One of the things we have learnt from ASBOsand of course a high percentage of them are breachedis that the broader the order, the more likely the breach. I therefore urge the Minister, if we end up with these orders in the Bill when it finally becomes law, to cast the legislation in such a way that the orders are well targeted, not only because I think that is right in terms of the liberty of the individual but because they will be much more successful in achieving their objective.
Lord West of Spithead: I was speaking to the first three amendments; the noble Lord, Lord Kingsland, has gone rather wider than that. Indeed, one wonders whether we should have gone on to Clause 168 stand part. I show my lack of knowledge of procedure. Should I answer on those amendments first, or go more broadly?
Lord Kingsland: I apologise for embarrassing the Minister. I was trying to save the Committee time, because I am essentially covering the same themes as the noble Lord, Lord Thomas. The Minister should proceed in the way that is most comfortable for him. He can move from the particular to the general or vice versa; we will be equally delighted.
Lord West of Spithead: I thank the noble Lord for his International Code Flag Uniform, which means You are running into danger. I might start with the general, which I hope will facilitate the discussion, and then go into the particular.
Serious violence is one of the greatest challenges that we face in contemporary society; it blights lives like no other crime. I know that we are all aware of that. It causes terrible suffering not just to victims but to their families and contributes to higher levels of fear within the community. The Government, working with the police and others, have brought about significant reductions in violent crime during the past 10 years. I know that people dispute figures, but I asked for some examples. In 1997, there were 2,184,000 incidents of violence with injury, which is a pretty horrifying total. Last year, there were 1,207,000, which is still an awfully high number, but a huge reduction. Similarly, I can quote other figures. Woundings are down from 804,000 to 578,000. Those are big reductions, but we are not complacent and we know that there is much to do.
There is no doubt that public perceptions are very different from that, and just because they are perceptions does not mean that they are not important. Such perceptions, partly fuelled by media reporting, have an impact on the quality of life of law-abiding citizens. There is no doubt that they inspire fear. In areas where I have lived in London I have seen that that fear exists.

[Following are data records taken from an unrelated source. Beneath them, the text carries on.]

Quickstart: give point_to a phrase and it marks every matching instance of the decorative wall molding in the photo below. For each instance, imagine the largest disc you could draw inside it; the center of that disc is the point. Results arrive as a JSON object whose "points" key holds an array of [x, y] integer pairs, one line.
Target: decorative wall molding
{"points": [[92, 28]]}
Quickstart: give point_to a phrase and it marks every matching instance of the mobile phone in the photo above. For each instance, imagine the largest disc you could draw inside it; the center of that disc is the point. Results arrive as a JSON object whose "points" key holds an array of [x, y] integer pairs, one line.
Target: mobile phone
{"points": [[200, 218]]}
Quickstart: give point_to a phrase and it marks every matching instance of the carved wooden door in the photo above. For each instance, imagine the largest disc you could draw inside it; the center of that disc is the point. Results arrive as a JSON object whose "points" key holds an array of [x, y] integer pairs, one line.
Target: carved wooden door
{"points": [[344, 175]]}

The fear is very real and needs to be addressed.
It is precisely for that reason that on 18 February we published an action plan setting out how we intended to achieve further reductions in serious violence in the future. Our vision is simple. We feel that we have to save lives, and we think that this plan will save lives, reduce harm and protect the public. One can have long discussions and arguments about how people have got into a position where they are committing these criminal acts. We show great sympathy for them and look after them as we should, because they may have suffered in how they have been brought up; but these are often issues within their family life and are not necessarily a matter for government, whereas protecting law-abiding citizens is. Violent offender orders are a key commitment within this plan, and I shall set out why.